CISSP考试指南笔记：8.2 软件开发生命周期

There have been several software development life cycle (SDLC) models developed over the years, the crux of each model deals with the following phases:

• Requirements gathering
• Design
• Development
• Testing
• Operations and maintenance

Project Management

Project management is an important part of product development, and security management is an important part of project management.

A security plan should be drawn up at the beginning of a development project and integrated into the functional plan to ensure that security is not overlooked.

The security plan and project management activities may likely be audited so security-related decisions can be understood.

If a software product is being developed for a specific customer, it is common for a Statement of Work (SOW) to be developed, which describes the product and customer requirements.

Sticking to what is outlined in the SOW is important so that scope creep does not take place.

A work breakdown structure (WBS) is a project management tool used to define and group a project’s individual work elements in an organized manner.

Requirements Gathering Phase

As it pertains to security, the following items should be accomplished in this phase:

• Security requirements
• Security risk assessment
• Privacy risk assessment
• Risk-level acceptance

The security requirements of the product should be defined in the categories of availability, integrity, and confidentiality.

An initial security risk assessment should be carried out to identify the potential threats and their associated consequences.

After a privacy risk assessment, a Privacy Impact Rating can be assigned, which indicates the sensitivity level of the data that will be processed or accessible. Some software vendors incorporate the following Privacy Impact Ratings in their software development assessment processes:

• P1, High Privacy Risk
• P2, Moderate Privacy Risk
• P3, Low Privacy Risk

A clear risk-level acceptance criteria needs to be developed to make sure that mitigation efforts are prioritized.

Design Phase

The software design phase is a process used to describe the requirements and the internal behavior of the software product.

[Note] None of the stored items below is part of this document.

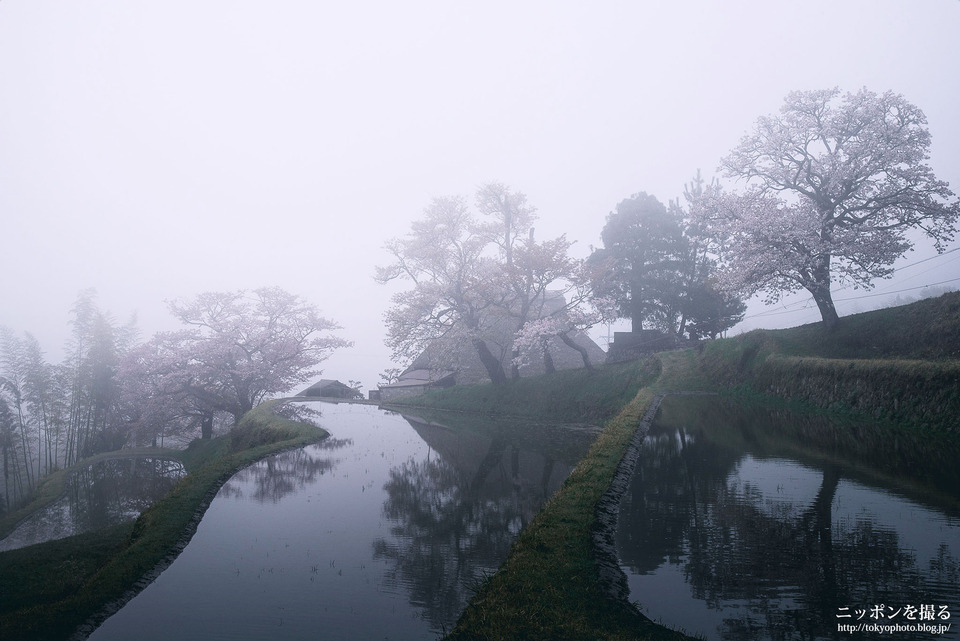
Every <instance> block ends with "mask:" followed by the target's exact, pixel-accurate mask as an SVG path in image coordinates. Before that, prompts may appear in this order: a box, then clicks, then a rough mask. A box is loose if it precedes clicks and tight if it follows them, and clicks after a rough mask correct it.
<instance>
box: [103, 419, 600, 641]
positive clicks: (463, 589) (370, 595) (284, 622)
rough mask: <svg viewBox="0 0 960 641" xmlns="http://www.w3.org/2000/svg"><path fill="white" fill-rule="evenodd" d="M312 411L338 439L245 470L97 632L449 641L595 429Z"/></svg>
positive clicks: (322, 443)
mask: <svg viewBox="0 0 960 641" xmlns="http://www.w3.org/2000/svg"><path fill="white" fill-rule="evenodd" d="M296 405H297V406H302V407H304V408H306V409H307V410H310V411H312V412H319V413H320V415H319V417H318V418H316V419H315V420H316V422H317V424H319V425H321V426H322V427H323V428H324V429H326V430H327V431H328V432H330V435H331V436H330V437H329V438H328V439H326V440H324V441H322V442H321V443H318V444H316V445H312V446H309V447H306V448H303V449H298V450H295V451H290V452H286V453H283V454H279V455H276V456H273V457H270V458H268V459H265V460H263V461H260V462H259V463H257V464H255V465H253V466H251V467H249V468H246V469H244V470H242V471H241V472H239V473H238V474H237V475H236V476H234V477H233V478H232V479H231V480H230V481H229V482H228V483H227V484H226V485H224V486H223V488H222V489H221V490H220V492H219V493H218V495H217V497H216V498H215V499H214V500H213V502H212V503H211V505H210V507H209V509H208V510H207V512H206V514H205V515H204V517H203V520H202V521H201V522H200V525H199V527H198V528H197V532H196V534H195V535H194V537H193V539H192V540H191V541H190V543H189V544H188V545H187V546H186V548H185V549H184V550H183V552H182V553H181V554H180V556H179V557H178V558H177V559H176V561H174V563H173V564H172V565H171V566H170V567H169V568H167V569H166V570H165V571H164V572H163V573H162V574H161V575H160V576H159V577H158V578H157V580H156V581H154V582H153V583H152V584H151V585H149V586H148V587H147V588H146V589H144V590H143V591H142V592H141V593H140V594H138V595H137V596H136V597H134V598H133V599H132V600H131V601H130V602H128V603H127V604H126V605H125V606H124V607H123V608H122V609H121V610H120V611H119V612H117V613H116V614H114V615H113V616H112V617H110V618H109V619H107V620H106V621H105V622H104V623H103V624H102V625H101V626H100V627H99V628H98V629H97V630H95V631H94V633H93V634H92V635H91V637H90V638H91V639H94V640H95V641H106V640H110V639H118V640H119V639H131V638H136V639H139V640H141V641H148V640H150V639H164V640H165V639H180V640H184V639H198V640H199V639H203V640H204V641H207V640H209V639H230V640H239V639H272V640H274V639H321V638H322V639H435V638H437V636H438V635H440V634H442V633H443V632H444V631H445V630H449V629H450V628H452V626H453V624H454V623H455V622H456V619H457V617H458V616H459V614H460V612H461V611H462V610H463V608H464V607H465V605H466V603H467V601H468V600H469V598H470V597H471V596H472V591H473V589H474V588H475V586H476V585H477V583H478V582H479V581H481V580H482V579H483V577H484V576H486V575H488V574H490V573H492V572H494V571H495V570H496V568H497V567H499V565H500V564H501V563H502V561H503V560H504V558H505V557H506V554H507V552H508V550H509V547H510V544H511V543H512V541H513V538H514V537H515V536H516V534H517V533H518V532H519V531H520V529H521V528H522V527H523V525H524V524H525V523H526V522H527V521H528V520H529V519H530V518H531V517H532V516H533V515H534V514H535V513H536V512H537V510H538V509H539V507H540V505H541V504H542V503H543V501H544V500H545V499H546V498H547V497H549V496H550V495H551V494H552V493H553V492H554V491H556V489H558V488H559V486H560V484H561V483H562V482H563V480H564V479H565V478H566V476H567V475H568V474H569V472H570V470H571V469H572V467H573V465H574V464H575V463H576V461H577V460H579V458H580V457H581V456H582V455H583V454H584V453H585V451H586V449H587V448H588V447H589V445H590V443H591V442H592V439H593V438H594V436H595V430H591V429H589V428H584V427H580V428H571V427H562V426H559V427H550V426H531V425H522V426H521V425H518V424H509V423H496V422H493V421H489V420H477V419H459V420H457V419H451V420H444V421H443V424H440V423H438V422H436V421H430V420H423V419H418V418H414V417H409V418H404V417H402V416H400V415H398V414H394V413H390V412H386V411H383V410H380V409H377V408H374V407H372V406H367V405H352V404H339V405H338V404H330V403H302V404H301V403H297V404H296ZM452 421H456V422H452Z"/></svg>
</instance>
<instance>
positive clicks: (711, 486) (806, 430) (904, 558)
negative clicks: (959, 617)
mask: <svg viewBox="0 0 960 641" xmlns="http://www.w3.org/2000/svg"><path fill="white" fill-rule="evenodd" d="M757 416H758V412H757V410H755V409H754V410H751V411H750V412H738V411H737V409H736V407H734V406H731V405H721V404H720V402H719V401H716V400H706V401H705V400H703V399H691V398H668V399H667V400H666V401H665V404H664V407H663V412H662V414H661V416H660V417H659V418H658V421H657V422H656V423H655V425H654V426H653V427H652V428H651V431H650V434H649V436H648V438H647V440H646V441H645V443H644V446H643V450H642V453H641V459H640V461H639V463H638V467H637V470H636V474H635V476H634V478H633V481H632V485H631V488H630V490H629V491H628V494H627V495H626V496H625V497H624V500H623V504H622V511H621V516H620V526H619V532H618V545H619V548H620V554H621V563H622V564H624V565H625V566H626V567H625V571H627V574H628V580H629V583H630V588H631V599H634V600H637V601H639V602H640V603H641V606H642V608H643V609H644V610H645V612H646V613H647V614H648V615H649V616H651V617H652V618H654V619H655V620H656V619H660V618H662V620H663V621H664V622H665V623H667V624H668V625H673V626H683V627H684V628H685V629H686V631H687V632H690V633H701V634H704V635H705V636H706V637H707V638H708V639H717V638H720V639H793V638H803V639H820V638H836V637H837V635H838V630H837V624H838V618H837V615H838V613H840V612H841V610H840V608H844V607H846V608H849V612H851V613H854V612H855V611H856V610H857V609H867V610H869V609H870V608H872V607H873V606H879V605H884V606H890V609H889V610H885V616H889V615H891V614H893V613H894V612H895V611H896V610H898V609H901V612H902V609H903V608H906V606H908V605H912V606H913V607H919V606H920V604H931V603H932V604H937V605H947V606H948V609H949V608H952V614H953V615H954V616H956V615H957V614H958V613H960V610H958V608H960V589H958V587H957V586H958V585H960V569H958V568H960V512H958V510H957V508H956V502H955V501H951V500H950V499H949V498H945V499H944V501H941V502H936V501H934V502H933V503H931V501H930V500H929V497H930V496H931V493H930V491H928V493H927V494H926V496H927V499H923V498H921V497H923V496H924V494H923V493H922V492H921V491H920V489H919V488H918V486H916V485H915V483H914V482H915V478H913V479H907V480H908V481H910V483H914V484H912V485H910V484H908V485H901V484H898V483H896V482H894V481H893V480H891V479H890V478H889V476H887V475H886V474H885V475H881V476H878V475H876V474H871V473H870V472H869V471H868V470H866V469H864V468H863V467H855V466H853V465H850V464H845V463H841V462H839V459H838V458H835V457H833V456H823V455H820V456H818V455H817V454H816V452H815V450H816V447H815V442H811V441H806V442H803V441H798V440H793V439H790V438H786V437H785V435H786V434H796V433H798V432H799V433H806V434H809V433H816V434H817V435H818V437H819V439H822V440H820V441H817V442H822V443H826V444H827V449H829V450H830V453H831V454H835V453H836V444H837V443H838V442H841V441H843V440H844V439H845V438H846V436H844V435H843V431H844V430H845V429H849V427H843V428H841V427H838V426H837V425H834V424H831V423H830V421H828V420H826V419H824V418H822V417H821V418H817V417H805V418H802V419H801V418H799V417H793V416H790V415H789V414H788V413H785V412H783V411H779V410H777V411H771V412H769V413H767V414H766V416H765V417H764V418H763V420H757ZM773 425H775V426H776V429H771V426H773ZM830 429H832V430H833V433H832V437H831V432H830ZM922 454H923V453H922V452H921V453H920V455H921V457H922ZM955 454H956V453H954V455H955ZM914 455H916V453H914ZM940 455H941V454H938V456H937V457H936V458H939V456H940ZM908 456H909V452H907V451H906V450H905V448H903V447H902V443H901V447H900V448H899V450H898V455H897V457H896V459H897V460H896V461H895V465H900V464H901V461H903V460H905V459H906V457H908ZM850 458H856V457H855V456H853V455H851V457H850ZM954 460H956V459H954ZM927 461H929V459H927ZM927 465H928V463H927ZM881 467H885V472H889V471H890V469H891V465H890V463H889V461H888V462H887V464H885V465H882V466H881ZM954 473H955V470H925V471H924V473H923V476H924V477H925V478H928V479H941V480H942V479H944V478H950V476H951V474H954ZM933 494H934V495H935V494H936V491H934V492H933ZM841 622H842V621H841ZM891 622H896V621H891ZM900 622H906V620H902V621H900ZM945 622H946V623H949V621H945ZM928 636H929V633H922V634H918V635H917V637H916V638H927V637H928ZM898 638H910V637H909V634H906V633H903V634H898Z"/></svg>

Software requirements commonly come from three models:

• Informational model Dictates the type of information to be processed and how it will be processed
• Functional model Outlines the tasks and functions the application needs to carry out
• Behavioral model Explains the states the application will be in during and after specific transitions take place

From a security point of view, the following items should also be accomplished in this phase:

• Attack surface analysis
• Threat modeling

An attack surface is what is available to be used by an attacker against the product itself.

The aim of an attack surface analysis is to identify and reduce the amount of code and functionality accessible to untrusted users. The basic strategies of attack surface reduction are to reduce the amount of code running, reduce entry points available to untrusted users, reduce privilege levels as much as possible, and eliminate unnecessary services.

Threat modeling is a systematic approach used to understand how different threats could be realized and how a successful compromise could take place.

It is common for software development teams to develop threat trees.

Development Phase

There are many computer-aided software engineering (CASE) tools that programmers can use to generate code, test software, and carry out debugging activities.

A buffer overflow takes place when too much data is accepted as input to a specific process.

Privilege escalation is the process of exploiting a process or configuration setting in order to gain access to resources that would normally not be available to the process or its user.

What is important to understand is that secure coding practices need to be integrated into the development phase of SDLC.

Static analysis is a technique meant to help identify software defects or security policy violations and is carried out by examining the code without executing the program, and therefore is carried out before the program is compiled.

Testing Phase

Unit testing is concerned with ensuring the quality of individual code modules or classes.

Unit testing usually continues throughout the development phase.

Security attacks and penetration tests usually take place during this phase to identify any missed vulnerabilities.

Testing Types

The following are some of the most common testing approaches:

• Unit testing Testing individual components in a controlled environment where programmers validate data structure, logic, and boundary conditions
• Integration testing Verifying that components work together as outlined in design specifications
• Acceptance testing Ensuring that the code meets customer requirements
• Regression testing After a change to a system takes place, retesting to ensure functionality, performance, and protection

Fuzzing is a technique used to discover flaws and vulnerabilities in software by sending large amounts of malformed,unexpected, or random data to the target program in order to trigger failures.

Dynamic analysis refers to the evaluation of a program in real time, when it is running.

Operations and Maintenance Phase

Verification determines if the product accurately represents and meets the specifications.

Validation determines if the product provides the necessary solution for the intended real-world problem.

Zero-day vulnerabilities are vulnerabilities that do not currently have a resolution.